We developed a grid-based optimization method to search the best parameters for chipseq peak calling for identifying cell identity genes. The flow chart is shown in Figure 2A. Grid is constructed with 3 different parameters: peak height, left boundary for peak selection region and right boundary for peak selection region.
In the first round of grid-based survey, the entire grid is divided into 1000 equal size small grid tables (10 values from each parameters). Then the parameter sets in the center of each grid is used to perform peak selection to assign the peak width or height value to each gene. Afterwards, the gene is ranked by either peak width (Broadness) or peak height (Sharpness). At the end, the enriched P value of different categories of genes with top500 genes is calculated by Fisher test method. The grid with the best P value is saved for the survey of next round.
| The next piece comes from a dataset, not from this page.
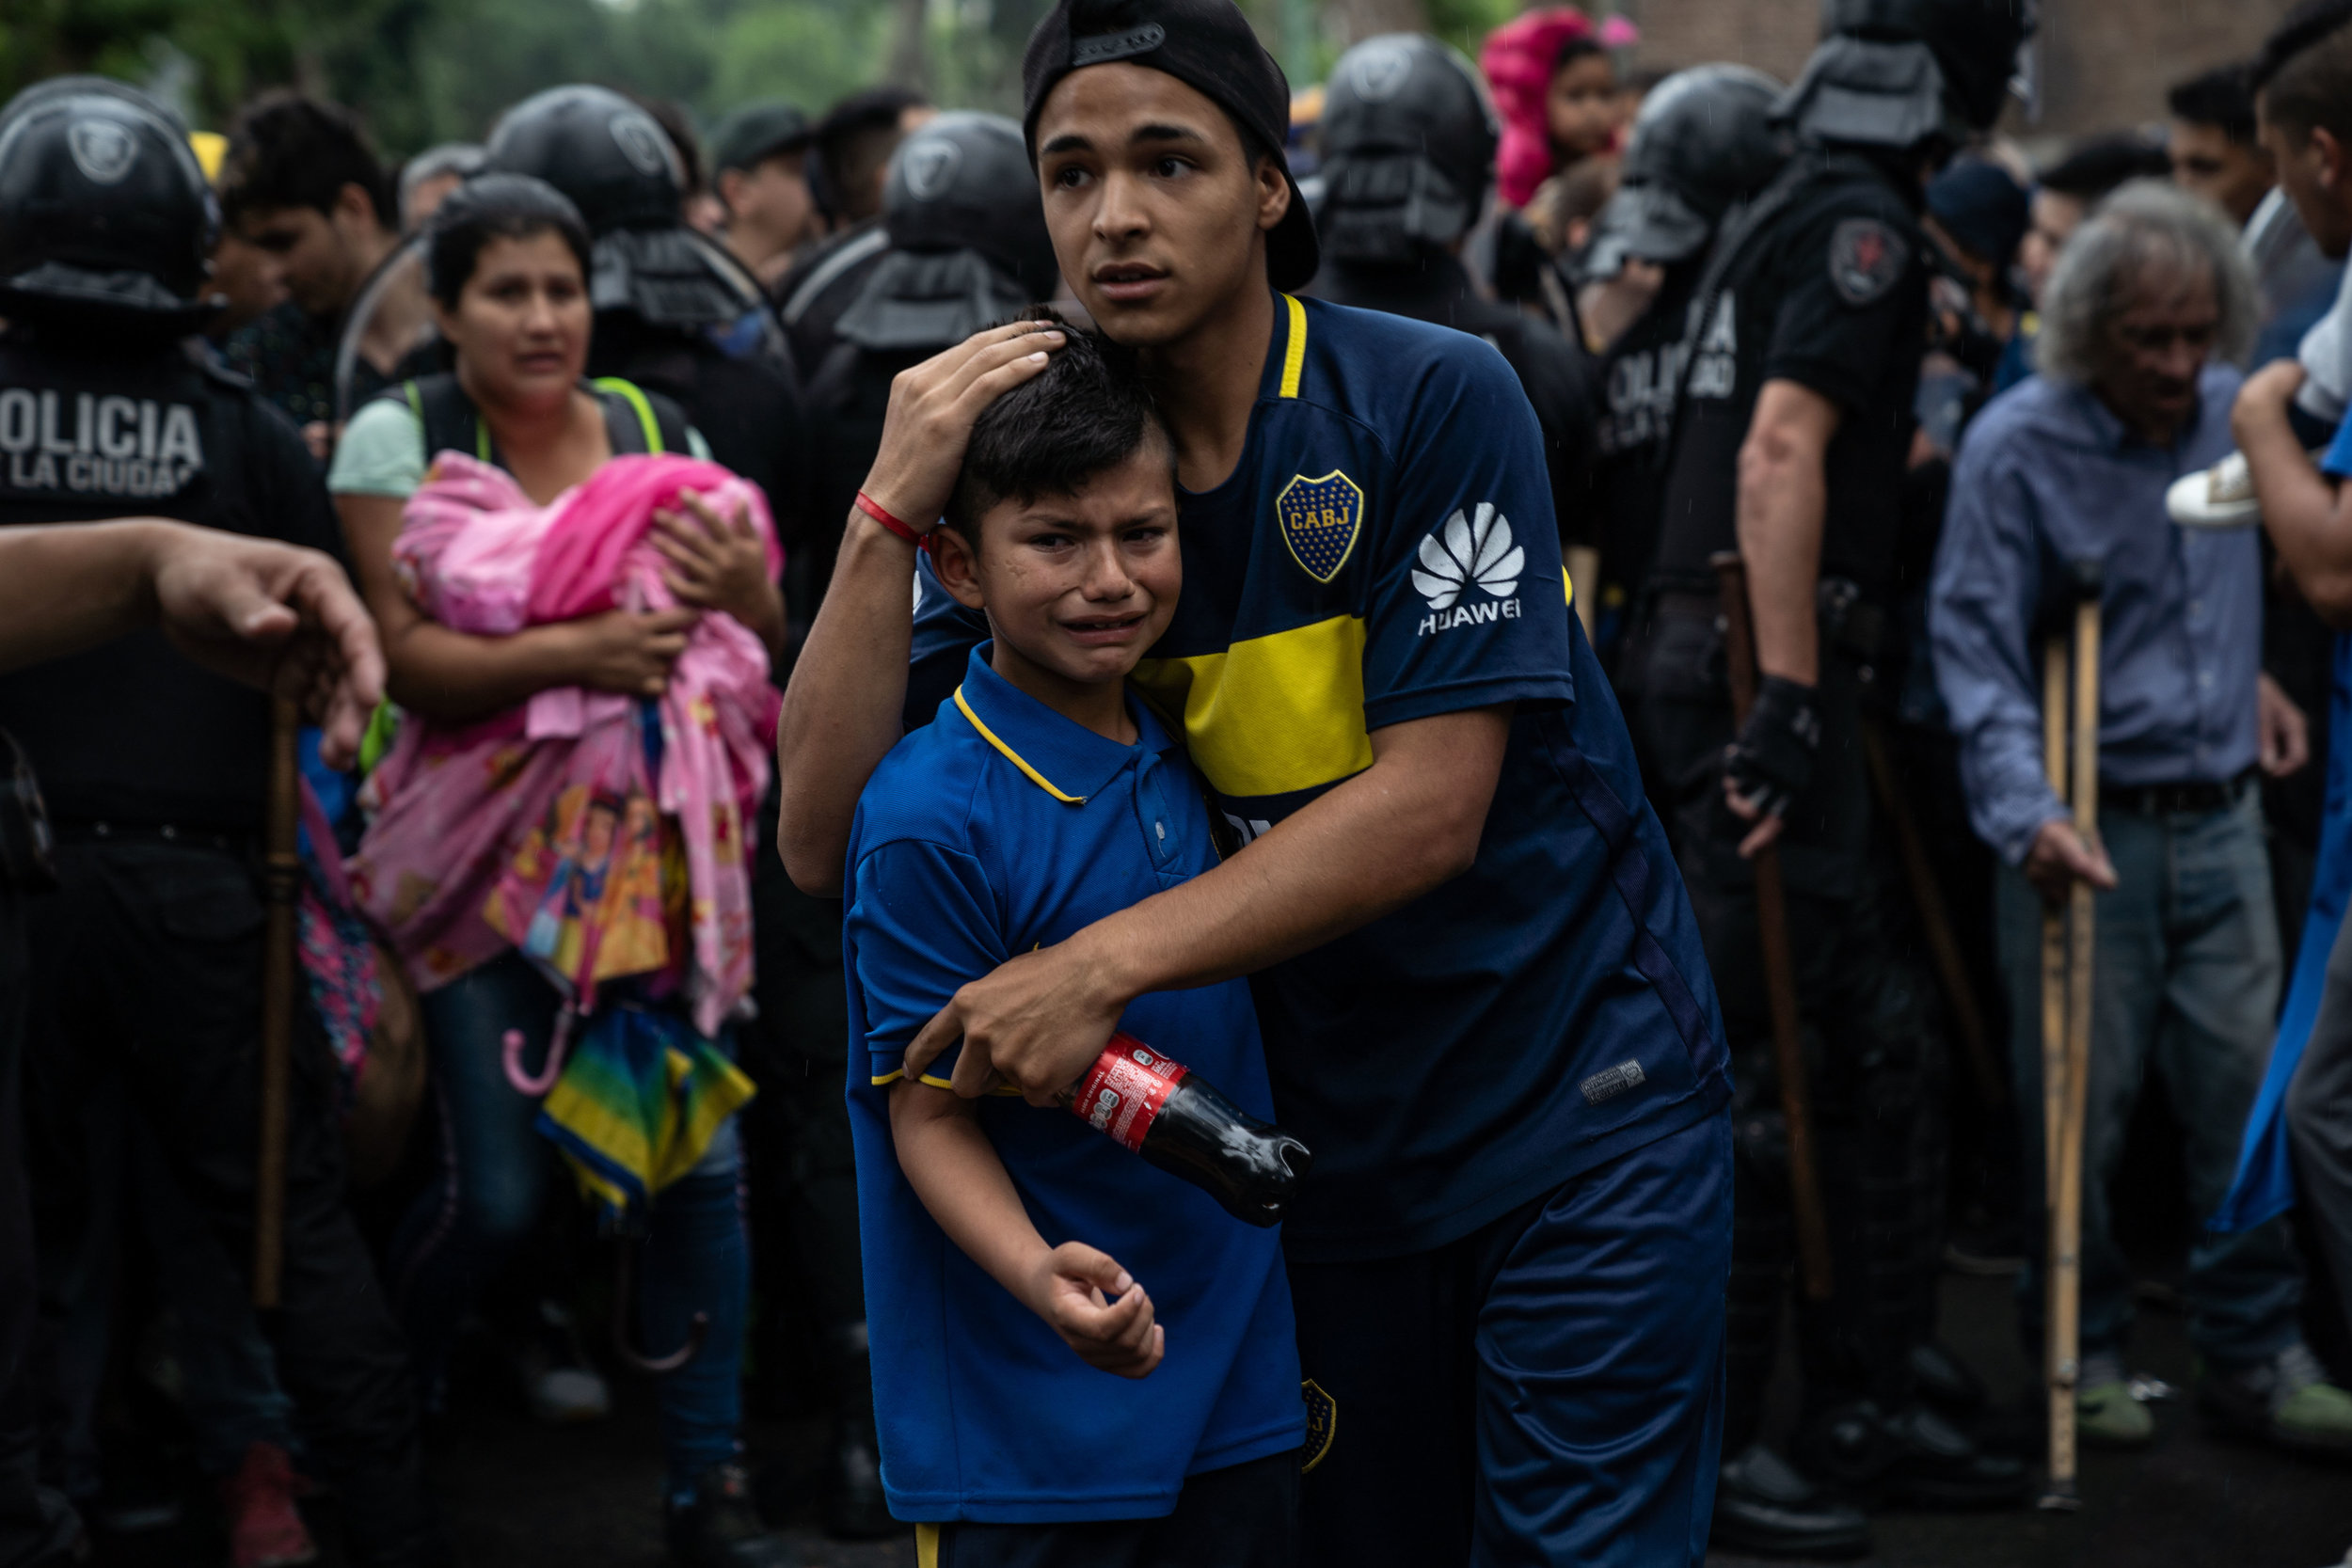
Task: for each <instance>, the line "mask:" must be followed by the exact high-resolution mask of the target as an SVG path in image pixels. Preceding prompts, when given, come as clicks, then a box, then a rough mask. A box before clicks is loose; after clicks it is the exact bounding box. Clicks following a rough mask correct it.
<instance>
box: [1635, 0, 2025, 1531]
mask: <svg viewBox="0 0 2352 1568" xmlns="http://www.w3.org/2000/svg"><path fill="white" fill-rule="evenodd" d="M1828 24H1830V26H1828V35H1825V40H1823V45H1820V47H1818V49H1816V54H1813V59H1811V61H1809V63H1806V71H1804V75H1802V78H1799V82H1797V85H1795V87H1792V89H1790V92H1788V96H1785V99H1783V101H1780V108H1778V118H1780V120H1785V122H1788V125H1790V127H1792V132H1795V134H1797V150H1795V155H1792V160H1790V165H1788V167H1785V169H1783V172H1780V176H1778V179H1776V181H1773V183H1771V186H1769V188H1766V190H1764V193H1762V195H1759V197H1757V200H1755V202H1750V205H1748V207H1745V209H1743V212H1740V214H1736V216H1731V219H1726V221H1724V226H1722V230H1719V235H1717V240H1715V249H1712V254H1710V259H1708V266H1705V273H1703V275H1700V282H1698V289H1696V296H1698V303H1696V310H1693V317H1691V320H1693V329H1691V334H1689V336H1686V339H1684V350H1682V353H1686V355H1689V360H1686V364H1684V367H1682V388H1684V390H1682V397H1679V404H1677V411H1675V435H1672V442H1675V444H1672V463H1670V468H1668V482H1665V505H1663V527H1661V541H1658V559H1656V569H1653V583H1656V618H1653V630H1651V644H1649V651H1646V658H1644V665H1646V668H1644V710H1642V712H1644V719H1646V726H1649V733H1651V750H1653V755H1656V757H1658V764H1661V769H1663V773H1665V785H1668V792H1670V797H1672V811H1675V816H1677V827H1679V835H1677V853H1679V860H1682V870H1684V879H1686V884H1689V889H1691V903H1693V910H1696V914H1698V922H1700V929H1703V933H1705V940H1708V959H1710V964H1712V969H1715V978H1717V990H1719V994H1722V1004H1724V1018H1726V1027H1729V1032H1731V1044H1733V1051H1736V1053H1738V1060H1740V1070H1738V1072H1736V1081H1738V1091H1740V1100H1738V1105H1736V1119H1733V1126H1736V1135H1738V1199H1736V1208H1738V1229H1736V1244H1733V1276H1731V1316H1729V1380H1731V1396H1729V1415H1726V1443H1724V1453H1729V1455H1733V1458H1729V1460H1726V1462H1724V1476H1722V1479H1724V1483H1722V1490H1719V1505H1717V1523H1715V1528H1717V1537H1719V1540H1731V1542H1738V1544H1745V1547H1750V1549H1823V1544H1842V1547H1851V1544H1856V1542H1853V1540H1839V1542H1820V1540H1809V1530H1813V1528H1825V1526H1828V1521H1825V1519H1823V1516H1820V1509H1818V1500H1816V1497H1811V1495H1809V1488H1806V1486H1804V1481H1802V1479H1799V1476H1795V1474H1792V1472H1790V1469H1788V1465H1783V1462H1780V1460H1778V1458H1776V1455H1771V1453H1769V1450H1764V1448H1759V1446H1757V1443H1755V1439H1757V1413H1759V1399H1762V1389H1764V1380H1766V1375H1769V1368H1771V1356H1773V1342H1776V1326H1778V1305H1780V1291H1783V1274H1785V1265H1788V1253H1790V1234H1792V1232H1790V1225H1792V1213H1790V1182H1788V1154H1785V1150H1788V1140H1785V1128H1783V1126H1780V1117H1778V1110H1776V1107H1778V1095H1776V1077H1773V1060H1771V1051H1769V1048H1766V1039H1769V1027H1766V1001H1764V997H1766V990H1764V976H1762V964H1759V936H1757V933H1759V926H1757V900H1755V879H1752V872H1750V860H1748V856H1750V853H1755V851H1757V849H1759V846H1762V844H1769V842H1773V839H1778V844H1780V851H1778V853H1780V865H1783V872H1785V884H1788V926H1790V938H1792V947H1795V964H1792V969H1795V987H1797V1001H1799V1011H1802V1018H1804V1053H1806V1060H1809V1063H1811V1074H1813V1081H1811V1086H1809V1093H1811V1100H1813V1121H1816V1128H1813V1131H1816V1140H1818V1152H1820V1187H1823V1192H1825V1197H1828V1204H1825V1222H1828V1237H1830V1260H1832V1276H1835V1293H1832V1300H1828V1302H1818V1305H1816V1302H1806V1309H1804V1312H1802V1314H1799V1349H1802V1363H1804V1375H1806V1399H1804V1420H1802V1427H1799V1439H1797V1458H1799V1462H1802V1465H1804V1467H1806V1472H1809V1474H1813V1476H1818V1479H1830V1481H1837V1483H1839V1486H1844V1488H1851V1490H1853V1493H1856V1495H1867V1497H1896V1500H1907V1502H1919V1505H1990V1502H2006V1500H2016V1497H2020V1495H2023V1490H2025V1469H2023V1465H2020V1462H2016V1460H2011V1458H2004V1455H1990V1453H1983V1450H1978V1448H1976V1446H1973V1443H1971V1441H1969V1439H1966V1436H1964V1434H1962V1432H1959V1429H1957V1427H1955V1425H1952V1422H1950V1420H1945V1418H1943V1415H1940V1413H1938V1410H1936V1408H1933V1406H1931V1403H1929V1401H1926V1399H1922V1394H1924V1392H1929V1389H1924V1387H1922V1373H1919V1371H1917V1356H1915V1352H1917V1349H1919V1347H1917V1345H1915V1340H1917V1338H1919V1324H1922V1319H1924V1314H1922V1305H1919V1300H1917V1298H1919V1291H1924V1288H1929V1286H1931V1274H1929V1272H1926V1269H1922V1267H1919V1258H1917V1255H1919V1253H1922V1248H1924V1246H1931V1234H1929V1232H1931V1227H1926V1225H1924V1222H1922V1215H1924V1213H1929V1211H1931V1208H1933V1206H1931V1204H1924V1201H1922V1197H1919V1187H1922V1182H1933V1180H1936V1173H1933V1171H1929V1168H1924V1161H1919V1159H1917V1150H1919V1147H1922V1145H1933V1140H1931V1138H1926V1135H1924V1133H1926V1131H1929V1119H1931V1117H1933V1114H1936V1112H1933V1084H1936V1079H1938V1074H1940V1060H1943V1048H1940V1030H1938V1020H1936V1016H1933V1001H1931V990H1929V983H1926V978H1924V976H1922V973H1919V971H1917V966H1915V964H1912V961H1907V957H1905V954H1900V952H1896V947H1893V940H1891V938H1889V924H1886V919H1884V912H1886V907H1889V903H1891V900H1889V898H1886V891H1884V882H1886V879H1884V877H1882V875H1879V872H1882V867H1879V865H1877V863H1875V860H1872V853H1870V835H1872V799H1870V785H1867V773H1865V764H1863V738H1860V693H1863V689H1865V686H1867V682H1870V679H1872V661H1875V644H1877V628H1879V623H1882V611H1879V604H1884V599H1886V590H1889V576H1891V562H1893V550H1896V543H1898V515H1896V496H1898V494H1900V480H1903V465H1905V454H1907V449H1910V437H1912V395H1915V386H1917V376H1919V357H1922V348H1924V331H1926V263H1924V254H1926V247H1924V240H1922V233H1919V226H1917V214H1919V205H1922V195H1924V181H1926V176H1929V174H1931V172H1933V169H1936V165H1940V162H1943V160H1945V158H1947V155H1950V150H1952V148H1955V146H1959V143H1964V141H1969V139H1971V136H1976V134H1980V132H1983V129H1985V127H1990V125H1992V120H1994V118H1997V113H1999V108H2002V101H2004V96H2006V82H2009V78H2011V68H2013V59H2016V49H2018V45H2020V42H2023V38H2025V35H2027V31H2030V21H2027V19H2025V7H2023V0H1832V5H1830V7H1828ZM1722 550H1738V552H1740V555H1743V557H1745V564H1748V581H1750V585H1752V618H1755V642H1757V663H1759V670H1762V677H1764V679H1762V691H1759V696H1757V701H1755V708H1752V712H1750V717H1748V722H1745V724H1743V726H1738V731H1736V733H1733V724H1731V708H1729V698H1726V689H1724V656H1722V632H1719V621H1717V588H1715V574H1712V571H1710V557H1712V555H1715V552H1722ZM1943 1392H1947V1394H1950V1392H1952V1389H1943Z"/></svg>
In the 2nd round of grid-based survey, the candidate grid from previous round will be first expanded by 2 additional grids in each dimension in order to generate a larger grid containing 125 grids. Then the new large grid will be surveyed as previous round.
This survey will keep going until the minimum step is reached (for selection region, the minimum step is 1kb; for peak height, only candidate height cutoffs will be considered). All searched parameter sets, and their corresponding P values are saved. Graph is made based on the largest negative log10 of P value for a single specific parameter within different values of other two parameters. The line plot of grid optimization of promoter width is created by excel. More details can be found in DANPOS2 Dev grid fuction.
Decision boundary is created by self-developed code in CIG_predict.py. Plot is created using python library matplotlib.
ROC curves are created by self-developed code by using sklearn in python library and the final curve is the average of 100 times cross validation on the test datasets。 P values is calculated by following Hanley’s method4. Detailed codes are in CIG_predict.py.
Spearman correlations between features are calculated by using python pandas library and then were submitted to the software MeV5 version 4.8.1 to draw heat maps. VIF is calculated by using scipy library. All the codes can be found in CIG_stat.py.